AIPPI approves a position paper on the WTO Ministerial Decision on the TRIPS Agreement adopted on 17 June 2022
12 Dec 2022 | Newsletter
On 12 September 2022, during its World Congress celebrated in San Francisco, CA, the AIPPI Bureau passed a position paper regarding the World Trade Organisation (WTO) Ministerial Decision (MD) on the TRIPS Agreement adopted by the 12th Ministerial Conference of the WTO on 17 June 2022. The contents of the MD can be read here. As some would know, the MD gives eligible members greater scope to take direct action to diversify production of COVID-19 vaccines and to override the exclusive effect of patents through a targeted waiver over the next five years.
The position paper was prepared by AIPPI’s Standing Committees on TRIPS and Pharma, and constitutes a follow up to what was published on 12 May 2021, on the proposal for a waiver for certain provisions of the TRIPS agreement for the prevention, containment and treatment of COVID-19 (read the document here).
According to the 2022 position paper (available here), AIPPI reiterates a plurality of statements made in the 2021 position (please see items B.4 – B.9), recalling that the TRIPS Agreement is often described as one of the three “pillars” of the WTO (the other two being: trade in goods – the traditional domain of the GATT – and trade in services) and that a point of view from a WTO member overlooking the relevance of intellectual property would be incompatible with said member joining the WTO.
AIPPI has been emphatic in that it supports the TRIPS Agreement and the flexibilities it provides to WTO members as well as the freedom to determine the appropriate method of implementing the provisions of the agreement within the members’ own legal systems. Among said flexibilities, AIPPI has specifically mentioned Articles 31, 31bis, the Doha Declaration on the TRIPS Agreement and Public Health , as well as those aimed to permit developing and least-developed countries to use transition period extensions to implement TRIPS-compatible norms in a manner that enables them to pursue their own public policies, either in specific fields like access to pharmaceutical products or protection of their biodiversity, or more generally, in establishing macroeconomic institutional conditions that support economic development. This support is reflected in resolutions passed by AIPPI (see item 8 of the 2021 position paper).
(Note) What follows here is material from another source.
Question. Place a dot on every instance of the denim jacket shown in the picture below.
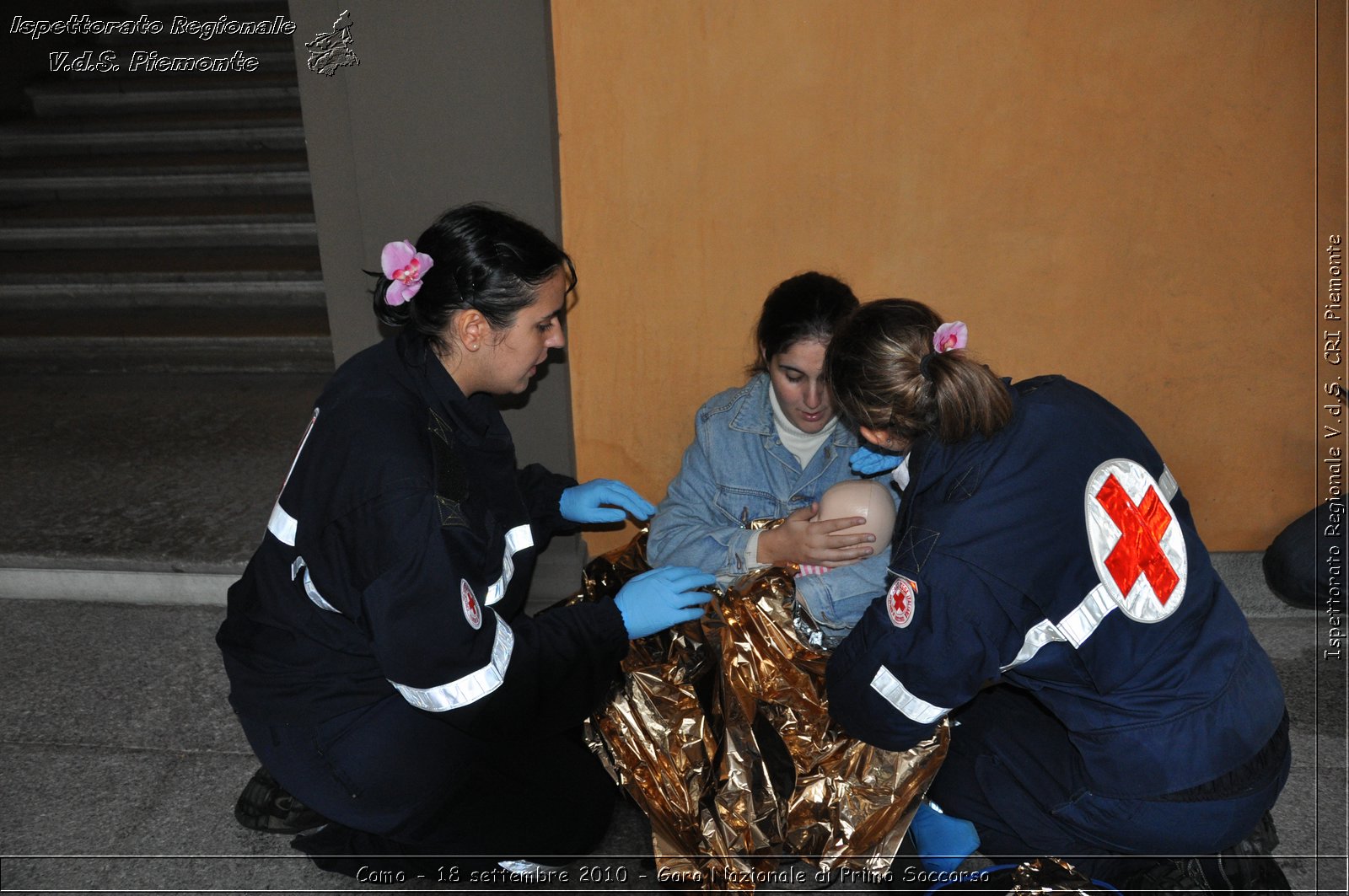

However, the 2022 position paper highlights that AIPPI does not endorse law changes, statements or suggestions addressing intellectual property rights as actual or potential barriers to access to products or services of any kind, without a clear and predictable legal framework. Moreover, the paper raises a series of concerns that its call for such a framework was not taken into account by the MD (see point 4 of the 2022 position paper and subparagraphs), including: unclear definitions, incomplete clarifications, large broadness and vague boundaries of language used in the MD as well as the extensive discretion given to eligible governments to make use of any legal instrument enacted or to be enacted to authorize the use of patented subject matter without the rights holder’s consent, the silence in the MD on the issue of parallel imports, the unjustified pre-set possibility to apply the provisions of the MD for five years without limitation to reaching at least a certain degree of control of the COVID-19 pandemic in an eligible member, among other issues.
Finally, AIPPI states that in view of the MD’s drawbacks it does not support the possible extension of the MD to cover the production and supply of COVID-19 diagnostics and therapeutics as a possible outcome of the discussions currently taking place within the WTO TRIPS Council, and encourages WTO TRIPS Council members not to approve such an extension, for which the MD has set a deadline expiring on 17 December 2022.